One Step Up #30
This week, we look at lessons from Nicholas Sleep, how Copart is making a billion dollars from a junkyard, lessons from the tech bubble, rising markets on the back of a grim environment + more
Two tips for the new year:
Be grateful
Be optimistic
That’s it. Let’s go. 🚀
Learning from Nicholas Sleep
On multidisciplinary learning and studying geography:
Geography is a subject with an identity crisis – it is the confluence of geology, physics, chemistry, oceanography, climatology, biology and that is just physical geography. Human geography deals with sociology, psychology, statistics, economics – so it is the ultimate polymath course. Geography just reached in to other subjects and grabbed what it thought it had to have. Indeed, the reason I studied Geography at all was because of this polymathic quality.
We can do better with the compounding businesses these days - and they are much less stressful.
The trick, it seems to us, if one is to be a successful long-term investor, is to recognise the sources of enduring business success, get in early and own enough to make a difference.
Nomad’s Partnership Letters 2001-13: Click here
How Copart is making a Billion Dollars from a Junkyard
Adair likes to call Copart “recession-proof” and “pandemic-proof.” After the financial crash in 2008, the price of used vehicles fell as would-be car buyers cut back on spending. But that same price drop also made it cheaper for insurers to write off lightly damaged cars and dump them entirely, sending more salvage cars to Copart’s lots and generating more fees from hauling them away.
At the start of the pandemic this past spring, the opposite happened, but again with positive effect: Fewer people were driving, leading to a decline in accidents, which meant insurers were totaling fewer cars. The decrease in the supply of wrecks meant that Copart was paying more for each one. But higher prices also ensured that Copart made more money on the portion of its business that sells fixable cars. Nice business. Higher prices? They profit. Lower prices? They profit.
Eye opening on many levels for me. Just goes on to show hum the markets can humble everyone alike.


Lessons from George Vanderheiden, one of the greatest investors I’ve ever known.
Fascinating look at an investor who I’d never heard of until a few hours earlier.
My two favorite bits:
Being too early is the same as being wrong. Analysts and fund managers often say that “they were early,” rather than wrong. George’s point was that being too early is a mistake rather than a defense. Time in the market is more important than timing the market, but timing does matter for individual stocks as the “price you pay determines the return you get.”

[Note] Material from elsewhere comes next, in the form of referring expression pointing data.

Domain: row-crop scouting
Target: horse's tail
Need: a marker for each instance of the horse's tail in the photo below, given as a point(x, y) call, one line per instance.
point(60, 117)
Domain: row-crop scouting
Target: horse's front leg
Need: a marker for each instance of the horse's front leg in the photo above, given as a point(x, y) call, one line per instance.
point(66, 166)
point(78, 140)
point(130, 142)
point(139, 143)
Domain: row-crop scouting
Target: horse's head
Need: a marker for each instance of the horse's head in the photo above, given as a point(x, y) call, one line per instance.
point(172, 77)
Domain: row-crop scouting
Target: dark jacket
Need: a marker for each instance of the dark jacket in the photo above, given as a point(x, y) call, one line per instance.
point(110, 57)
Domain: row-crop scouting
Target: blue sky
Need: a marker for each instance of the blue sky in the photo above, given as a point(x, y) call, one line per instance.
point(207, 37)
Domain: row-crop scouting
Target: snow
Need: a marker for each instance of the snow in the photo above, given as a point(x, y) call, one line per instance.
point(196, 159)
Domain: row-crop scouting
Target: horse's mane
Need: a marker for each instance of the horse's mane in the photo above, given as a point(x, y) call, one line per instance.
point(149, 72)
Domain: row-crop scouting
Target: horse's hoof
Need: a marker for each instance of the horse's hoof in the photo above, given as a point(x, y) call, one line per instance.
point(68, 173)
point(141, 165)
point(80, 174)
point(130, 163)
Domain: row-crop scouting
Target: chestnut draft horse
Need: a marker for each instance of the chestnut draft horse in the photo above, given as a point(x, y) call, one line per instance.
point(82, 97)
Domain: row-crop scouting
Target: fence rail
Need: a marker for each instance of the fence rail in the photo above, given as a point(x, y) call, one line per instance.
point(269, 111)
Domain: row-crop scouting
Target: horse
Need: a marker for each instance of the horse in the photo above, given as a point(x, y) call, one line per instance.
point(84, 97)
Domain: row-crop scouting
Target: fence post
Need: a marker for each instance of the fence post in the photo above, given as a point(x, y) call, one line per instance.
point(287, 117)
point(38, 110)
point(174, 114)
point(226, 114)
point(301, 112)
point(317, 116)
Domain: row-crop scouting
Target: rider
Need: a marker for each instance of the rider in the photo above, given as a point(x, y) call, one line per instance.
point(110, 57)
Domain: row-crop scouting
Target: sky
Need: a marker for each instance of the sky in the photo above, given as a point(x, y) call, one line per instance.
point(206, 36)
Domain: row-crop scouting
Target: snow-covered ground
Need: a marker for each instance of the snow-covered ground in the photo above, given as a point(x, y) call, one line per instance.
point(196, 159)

Client alpha” really matters. “Client alpha” is the idea that having the right clients who are aligned with what you are trying to achieve as a fund manager is critically important. Otherwise capital is often taken away at exactly the wrong time. Buffett was able to stay in the game in 1999 because he had a permanent capital vehicle and a carefully cultivated public image. This is one reason that being a good communicator is important to being an investor if one is managing external capital — one cannot have “client alpha” if the clients don’t understand what the fund manager is trying to accomplish. George was a great communicator, but no one has ever been better than Buffett.
Why Markets Boomed in a Year of Human Misery
3000 deaths a day
800,000 people filing for unemployment every week
And the market just keep on rising. How?
The millions of people no longer working because of the pandemic were disproportionately in lower-paying service jobs. Higher-paying professional jobs were more likely to be unaffected.
Wild.
Willpower is the war against our own nature. It is the denial of self and stiff like rigor mortis. It is Sisyphus rolling a boulder up the mountain for eternity.
We can stay rigid and fight for a little while, a month or two, maybe longer if we’re a real good faker, but we can only feign who we are for so long.
To me, the opposite of willpower is flexibility, suppleness, softness - the stuff Lao Tzu was writing about in the Tao Te Ching.
A metaphor I love is Judo.
Judo translates to “gentle or yielding way.”
One of the central tenets is allowing the force of your opponent to do the work for you and using his loss of balance to win.
Softness controls hardness, the judoka says.
Instead of forcing ourselves to change, we can yield to reinvention.